Australia’s largest resources companies have been significant contributors to our economy over the past two decades, as China’s insatiable appetite for raw materials (steel, copper, aluminium, coal, etc.) drove demand for our exports.
However, if the Chinese economy grinds to a halt, my guess is the pain in the mining sector will continue to worsen. And a weaker mining sector means less foreign investment. We’ve already seen a big part of capital expenditure dwindle away in recent years, and the dollar fell from over parity with the USD to its current level thanks to these factors.

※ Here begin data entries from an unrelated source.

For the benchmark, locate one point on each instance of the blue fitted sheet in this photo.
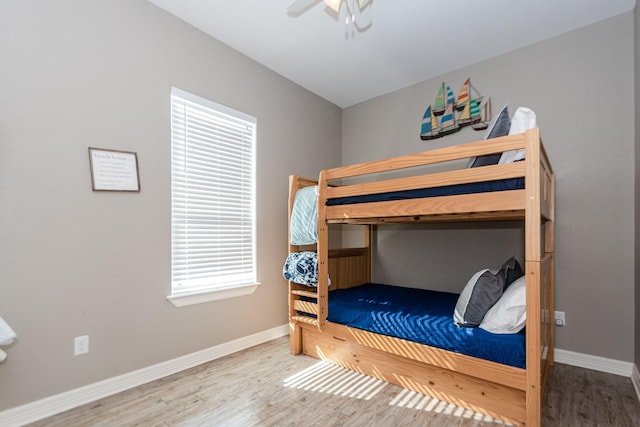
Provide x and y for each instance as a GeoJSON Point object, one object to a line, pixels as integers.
{"type": "Point", "coordinates": [447, 190]}
{"type": "Point", "coordinates": [423, 316]}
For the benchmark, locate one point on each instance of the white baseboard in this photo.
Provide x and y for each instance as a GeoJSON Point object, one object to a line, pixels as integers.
{"type": "Point", "coordinates": [596, 363]}
{"type": "Point", "coordinates": [52, 405]}
{"type": "Point", "coordinates": [635, 379]}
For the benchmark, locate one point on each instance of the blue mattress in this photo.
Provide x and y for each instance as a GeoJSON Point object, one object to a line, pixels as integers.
{"type": "Point", "coordinates": [422, 316]}
{"type": "Point", "coordinates": [447, 190]}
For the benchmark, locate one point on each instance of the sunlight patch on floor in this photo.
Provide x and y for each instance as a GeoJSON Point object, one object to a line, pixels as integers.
{"type": "Point", "coordinates": [328, 378]}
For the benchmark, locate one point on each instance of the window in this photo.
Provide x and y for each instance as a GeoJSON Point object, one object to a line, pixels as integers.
{"type": "Point", "coordinates": [213, 241]}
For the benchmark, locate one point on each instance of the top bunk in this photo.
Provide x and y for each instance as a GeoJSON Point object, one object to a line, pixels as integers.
{"type": "Point", "coordinates": [372, 192]}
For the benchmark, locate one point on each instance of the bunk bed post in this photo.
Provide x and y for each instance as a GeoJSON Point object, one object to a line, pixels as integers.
{"type": "Point", "coordinates": [295, 332]}
{"type": "Point", "coordinates": [323, 252]}
{"type": "Point", "coordinates": [533, 221]}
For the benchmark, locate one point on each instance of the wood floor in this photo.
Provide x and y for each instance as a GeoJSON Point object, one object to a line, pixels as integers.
{"type": "Point", "coordinates": [266, 386]}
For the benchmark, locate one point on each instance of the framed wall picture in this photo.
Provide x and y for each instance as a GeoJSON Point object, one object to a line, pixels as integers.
{"type": "Point", "coordinates": [113, 170]}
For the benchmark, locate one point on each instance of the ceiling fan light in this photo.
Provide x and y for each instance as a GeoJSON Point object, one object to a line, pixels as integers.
{"type": "Point", "coordinates": [334, 4]}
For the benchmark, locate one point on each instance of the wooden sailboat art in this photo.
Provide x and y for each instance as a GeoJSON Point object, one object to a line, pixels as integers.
{"type": "Point", "coordinates": [448, 123]}
{"type": "Point", "coordinates": [430, 128]}
{"type": "Point", "coordinates": [443, 98]}
{"type": "Point", "coordinates": [465, 95]}
{"type": "Point", "coordinates": [485, 116]}
{"type": "Point", "coordinates": [449, 114]}
{"type": "Point", "coordinates": [439, 105]}
{"type": "Point", "coordinates": [470, 113]}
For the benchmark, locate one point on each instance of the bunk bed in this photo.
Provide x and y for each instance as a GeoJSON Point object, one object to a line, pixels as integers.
{"type": "Point", "coordinates": [359, 194]}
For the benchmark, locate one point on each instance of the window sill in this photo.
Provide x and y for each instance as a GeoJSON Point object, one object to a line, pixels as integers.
{"type": "Point", "coordinates": [214, 295]}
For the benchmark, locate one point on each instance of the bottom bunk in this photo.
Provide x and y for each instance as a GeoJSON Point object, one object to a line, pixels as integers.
{"type": "Point", "coordinates": [506, 384]}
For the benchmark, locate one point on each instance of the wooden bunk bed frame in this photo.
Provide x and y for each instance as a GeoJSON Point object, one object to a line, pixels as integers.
{"type": "Point", "coordinates": [504, 392]}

Plain and simple, less demand for Aussie dollars means our currency heads lower. This theme will play out until – as usual – markets overshoot or foreign investment in Australia becomes so much more compelling. The purchasing power of cashed-up American companies looking for Australian assets has improved significantly over the past three years. Just look at Asciano Ltd (ASX: AIO). The rail and port operator is currently the subject of a takeover battle between two parties backed by North American investors. That could take some time.
Now what: A falling currency isn’t all bad news for Australians. Indeed, international accommodation and your imported electric goods will become more expensive. But there is a way for savvy Australian investors to benefit.
For example, Australian businesses which are exporters of services or goods to foreign markets, or those that conduct a majority of their business internationally, also stand to benefit. Take, for example, Westfield Corp Ltd (ASX: WFD), the international arm of Westfield shopping centres.
It reports revenue in US dollars and has key assets in London, Los Angeles and New York. Therefore, investors in Westfield Corp get a two-pronged tailwind of improving UK and US economies, and a stronger US dollar.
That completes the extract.